Menulis—saat itu—adalah sebuah kebutuhan primer yang mesti saya lakukan setiap hari. Dalam setiap harinya, kemanapun saya pergi selalu membawa kertas untuk mencatat gagasan-gagasan kecil yang muncul seketika. Ketika ngopi di Kopma seringkali memunculkan sebuah ide yang tertuang dalam sebuah artikel. Begitupula ketika diskusi, pergi ke mall, keakraban, refreshing dan sebagainya.

Semangat yang membara untuk terus menulis itu terus tertanam dengan baik sampai Korp OSAMA memiliki adik yang bernama Korp……….(lupa nama korpnya). Saat itu, Fatimatuzzaharo adalah aktivis perempuan yang saat lihat memiliki potensi besar untuk menulis. Berangkat dari pengalaman menulis cerpen dan catatan harian, Zahro—demikian teman-teman memanggilnya—selalu menorehkan baris per baris dalam buku agendanya. Saya berharap banyak kepada mahasiswi yang belakangan melanjutkan studi di STAIN Cirebon ini. GeGeR pun dilimpahkan kepada korp ini untuk dikembangkan dengan baik. Tapi tampaknya, Korp ini tidak banyak memproduksi kader untuk menulis. Kader-kader yang sebenarnya potensial ini justru hanyut dalam konflik yang berkembang di PMII.

Menghadapi situasi demikian, GeGeR akhirnya tetap berada dalam pengawasan korp OSAMA yang saat itu menjadi pengurus Rayon. Adik berikutnya pun muncul yang bernama Korp Perlawanan. Korps yang dipimpin orang mahasiswa berambut gondrong ini, Jakfar Shadik, ternyata menyimpan kader-kader penulis yang cukup baik. Didalamnya ada Syaiful Bari (semoga tidak salah tulis, sehingga tidak di complain), Ali Ustman, Hilal Alifi. Ketiga kader inilah yang sangat membanggakan saya secara pribadi. Jika tulisan pertama saya di Duta Masyarakat, maka tulisan Ipung—demikian saya memannggil Syaiful Bari—di muat di Harian Media Indonesia. Tulisan yang semula berupa resensi buku itu saya sarankan untuk dirubah menjadi artikel. Dan atas kecerdasan, pengalaman dan keberuntungannya, tulisannya tampil di Media Indonesia. Barangkali ipung merasakan kegembiraan yang sama ketika tulisan saya di muat di Duta Masyarakat.

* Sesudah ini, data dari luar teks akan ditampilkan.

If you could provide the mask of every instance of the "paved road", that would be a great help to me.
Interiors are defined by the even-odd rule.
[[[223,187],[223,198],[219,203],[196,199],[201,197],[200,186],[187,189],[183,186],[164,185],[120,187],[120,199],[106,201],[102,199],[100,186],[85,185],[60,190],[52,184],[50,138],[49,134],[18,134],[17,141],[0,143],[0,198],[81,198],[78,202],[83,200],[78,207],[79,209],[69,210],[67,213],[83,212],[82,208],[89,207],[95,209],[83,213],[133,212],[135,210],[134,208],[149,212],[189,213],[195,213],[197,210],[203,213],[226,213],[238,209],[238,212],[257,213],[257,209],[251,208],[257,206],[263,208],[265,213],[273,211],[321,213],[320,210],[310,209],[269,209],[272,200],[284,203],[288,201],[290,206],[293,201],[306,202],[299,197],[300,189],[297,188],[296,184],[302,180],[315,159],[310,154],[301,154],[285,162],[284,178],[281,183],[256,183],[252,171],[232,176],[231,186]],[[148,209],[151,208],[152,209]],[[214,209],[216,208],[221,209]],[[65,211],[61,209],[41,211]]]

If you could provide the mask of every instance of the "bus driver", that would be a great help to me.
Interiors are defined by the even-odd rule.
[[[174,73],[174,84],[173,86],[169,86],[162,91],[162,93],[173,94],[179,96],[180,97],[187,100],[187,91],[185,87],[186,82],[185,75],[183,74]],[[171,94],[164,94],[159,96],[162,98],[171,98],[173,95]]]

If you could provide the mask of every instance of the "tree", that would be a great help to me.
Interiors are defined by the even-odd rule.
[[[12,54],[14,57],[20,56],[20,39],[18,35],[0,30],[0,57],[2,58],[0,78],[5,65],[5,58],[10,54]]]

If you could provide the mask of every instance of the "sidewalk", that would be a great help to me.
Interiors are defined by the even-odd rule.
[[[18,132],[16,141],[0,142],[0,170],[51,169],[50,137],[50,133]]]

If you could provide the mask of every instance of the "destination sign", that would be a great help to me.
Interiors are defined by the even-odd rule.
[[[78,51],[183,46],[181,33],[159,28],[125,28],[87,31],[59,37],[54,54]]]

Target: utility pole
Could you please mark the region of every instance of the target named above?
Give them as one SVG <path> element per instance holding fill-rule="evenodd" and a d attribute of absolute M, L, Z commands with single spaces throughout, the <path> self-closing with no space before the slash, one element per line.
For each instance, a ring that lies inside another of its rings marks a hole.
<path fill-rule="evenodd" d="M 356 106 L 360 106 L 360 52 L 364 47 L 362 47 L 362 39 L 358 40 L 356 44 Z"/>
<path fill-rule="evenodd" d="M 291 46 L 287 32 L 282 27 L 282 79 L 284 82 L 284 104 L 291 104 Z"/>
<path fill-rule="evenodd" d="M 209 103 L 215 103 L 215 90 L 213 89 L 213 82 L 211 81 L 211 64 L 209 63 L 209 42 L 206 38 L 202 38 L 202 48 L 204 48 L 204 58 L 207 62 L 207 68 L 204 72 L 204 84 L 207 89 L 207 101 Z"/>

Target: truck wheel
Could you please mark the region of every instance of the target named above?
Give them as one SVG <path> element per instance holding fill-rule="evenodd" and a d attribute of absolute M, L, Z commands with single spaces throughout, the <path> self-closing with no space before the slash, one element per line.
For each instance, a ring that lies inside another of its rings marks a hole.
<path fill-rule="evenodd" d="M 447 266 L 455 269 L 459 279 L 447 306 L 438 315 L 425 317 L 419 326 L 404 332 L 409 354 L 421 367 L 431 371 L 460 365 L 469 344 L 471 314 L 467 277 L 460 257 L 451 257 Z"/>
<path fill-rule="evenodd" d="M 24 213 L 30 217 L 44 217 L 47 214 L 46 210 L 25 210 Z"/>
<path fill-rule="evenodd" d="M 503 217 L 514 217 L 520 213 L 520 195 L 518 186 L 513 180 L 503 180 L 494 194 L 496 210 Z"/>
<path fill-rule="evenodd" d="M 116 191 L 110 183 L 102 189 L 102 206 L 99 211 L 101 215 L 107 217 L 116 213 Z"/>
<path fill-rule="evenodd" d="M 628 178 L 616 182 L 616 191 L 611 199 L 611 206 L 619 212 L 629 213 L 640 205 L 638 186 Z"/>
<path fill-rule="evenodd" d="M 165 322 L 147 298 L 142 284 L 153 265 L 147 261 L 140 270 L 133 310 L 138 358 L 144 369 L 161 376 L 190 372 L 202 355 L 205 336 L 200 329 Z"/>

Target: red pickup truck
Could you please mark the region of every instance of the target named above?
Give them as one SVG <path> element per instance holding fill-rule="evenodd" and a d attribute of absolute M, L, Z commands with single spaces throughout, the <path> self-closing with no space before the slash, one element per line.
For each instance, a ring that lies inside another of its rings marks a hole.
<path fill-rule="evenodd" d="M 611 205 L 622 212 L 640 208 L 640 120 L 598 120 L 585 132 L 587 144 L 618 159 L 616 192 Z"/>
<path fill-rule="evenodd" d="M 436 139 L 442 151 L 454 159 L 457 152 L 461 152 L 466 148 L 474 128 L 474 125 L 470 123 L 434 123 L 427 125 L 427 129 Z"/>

Tak hanya itu, Ali Ustman juga tampil menjadi kader yang cukup produktif. Hilal yang baik saya cukup cerdas sampai saat ini belum pernah mempublikasikan karyanya di media massa. Mantan Pemimpin Umum HumaniusH tampaknya lebih banyak menulis untuk dikonsumsi sendiri. Kesibukannya di PPMI (organisasi pers mahasiswa) tampaknya telah menyita waktunya untuk menulis di media massa.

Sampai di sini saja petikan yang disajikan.